World Bank Group President Jim Yong Kim yesterday announced a major increase in the Bank Group’s financing to help countries combat climate change by building low carbon and resilient development.

The Bank’s President has announced the institution will increase its climate financing to potentially $29 billion a year by 2020, with the support of its members.

The announcement came at a special meeting of finance ministers from around the globe, hosted by France and Peru, on the sidelines of the Annual Meetings of the World Bank Group-IMF in Lima, Peru.

And it comes just about two months before this year’s COP21 conference in Paris, the international climate talks. In Paris, countries are expected to agree on negotiated text to work on financing issues, including the 2009 Copenhagen commitment for $100 billion a year for developing countries by 2020.

The Lima meeting, the first and last meeting of finance ministers ahead of Paris, saw real progress towards meeting that goal with all multilateral development banks making commitments on financing.  

Ahead of Paris, countries have been lodging their national plans to tackle climate change – with the plans officially called the Intended Nationally determined Contributions (INDCs). Those national plans spell out countries’ efforts to bring down greenhouse gas emissions and adapt to a rapidly changing climate.

And they clearly signal developing countries’ need for more resources to help address the challenges of climate change.


" We are committed to scaling up our support for developing countries to battle climate change, as we move closer to Paris, countries have identified trillions of dollars of climate related needs. The Bank, with the support of our members, will respond ambitiously to this great challenge. "
Jim Yong Kim, President, World Bank Group

Jim Yong Kim

World Bank Group President

To date, about 21 percent of the Bank Group’s funding is climate related. Under the plans, that could rise to 28 percent in 2020, representing a one third increase in climate financing. Today, the Bank Group’s average direct financing for climate totals about $10.3 billion. So if current financing capacity is maintained, this would mean an increase to $16 billion in 2020.

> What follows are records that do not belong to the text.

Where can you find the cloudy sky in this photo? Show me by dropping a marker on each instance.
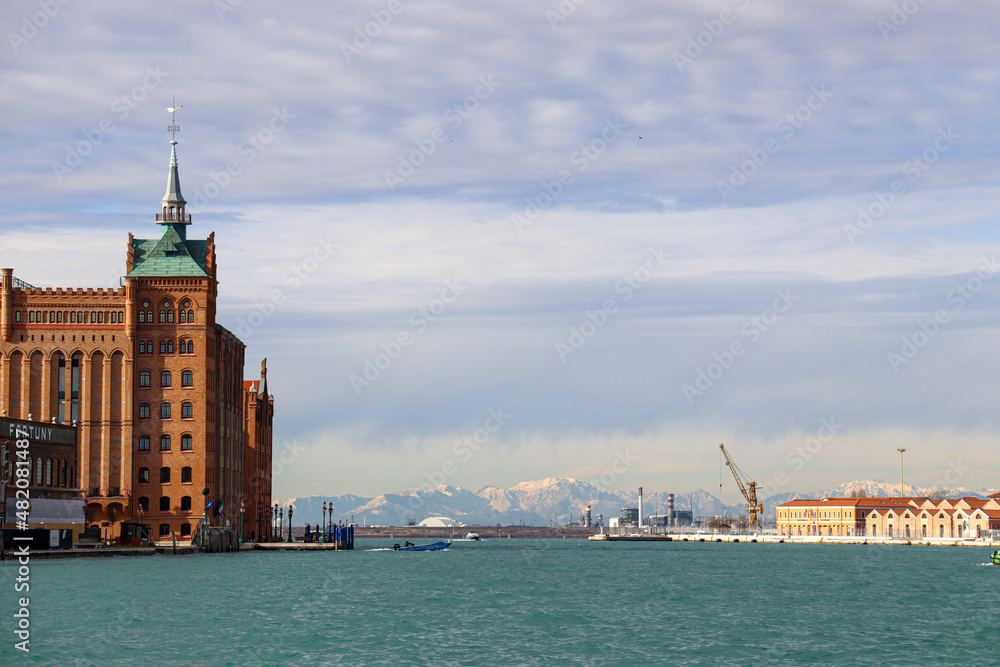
(484, 243)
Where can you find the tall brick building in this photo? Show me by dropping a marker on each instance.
(153, 382)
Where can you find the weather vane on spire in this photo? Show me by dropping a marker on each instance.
(173, 128)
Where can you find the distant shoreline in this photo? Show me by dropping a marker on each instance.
(485, 532)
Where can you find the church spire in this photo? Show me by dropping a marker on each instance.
(173, 216)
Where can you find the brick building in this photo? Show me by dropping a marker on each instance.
(893, 518)
(258, 415)
(153, 382)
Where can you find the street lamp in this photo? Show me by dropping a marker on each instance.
(900, 450)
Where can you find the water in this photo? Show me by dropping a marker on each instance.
(518, 602)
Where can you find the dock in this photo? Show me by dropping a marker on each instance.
(786, 539)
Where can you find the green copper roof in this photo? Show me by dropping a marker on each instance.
(172, 254)
(169, 255)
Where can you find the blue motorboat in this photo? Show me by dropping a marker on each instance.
(410, 546)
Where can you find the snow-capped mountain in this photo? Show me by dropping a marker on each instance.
(559, 499)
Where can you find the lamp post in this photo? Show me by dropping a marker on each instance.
(900, 450)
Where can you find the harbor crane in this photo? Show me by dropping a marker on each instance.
(754, 509)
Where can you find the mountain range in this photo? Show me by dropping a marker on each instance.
(558, 500)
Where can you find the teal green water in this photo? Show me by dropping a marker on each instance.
(518, 602)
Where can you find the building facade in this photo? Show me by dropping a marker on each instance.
(258, 416)
(892, 518)
(153, 383)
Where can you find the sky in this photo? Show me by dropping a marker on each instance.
(487, 243)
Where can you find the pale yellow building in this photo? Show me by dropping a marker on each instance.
(895, 518)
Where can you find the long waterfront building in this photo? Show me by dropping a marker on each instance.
(914, 517)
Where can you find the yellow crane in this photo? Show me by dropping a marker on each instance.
(754, 509)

The Bank Group also plans to continue current levels of leveraging private co-financing for climate related projects. At current levels, that could mean up to another $13 billion a year in 2020. So with the leveraging and direct financing together that represents an estimated $29 billion.

The investments will boost support for renewable energy and energy efficiency, climate-smart transport solutions, resilient cities, the restoration of degraded forests and landscapes, enhanced water security, and agricultural practices.

In making his announcement, the Bank President called the financing of climate action a “collective challenge….we all know that country needs for ending extreme poverty and boosting shared prosperity and combatting climate change are enormous.”

Together he said everyone had to find ways to respond to the expected rising demand.

Ahead of the Paris talks, the Bank Group has called on leaders to show real political ambition, saying the meeting represents a critical opportunity to galvanize political will for urgent action. 

“We need a strong Paris agreement with a financial package. We believe there is a credible pathway to provide developing countries with $100 billion a year promised in climate financing by 2020,” said the Bank Group’s Vice President and Special Envoy for Climate Change, Rachel Kyte. “Much of that $100 billion is already flowing with the multilateral development banks – including the World Bank Group – playing a key role.”

“The Bank Group’s commitment to be an even stronger actor and conduit of climate finance, together with similar commitment made by every other President of every other regional development bank, shows that the multilateral development banks over the next five to six years will continue to be an extremely important part of the solution for low carbon growth and resilient development,” she said.

As a group, the multilateral development banks contribute 40 percent of the $57 in climate flows and mobilized private finance, according to the OECD. The OECD says the Bank Group provides over 40 percent of the contributions by the MDBs.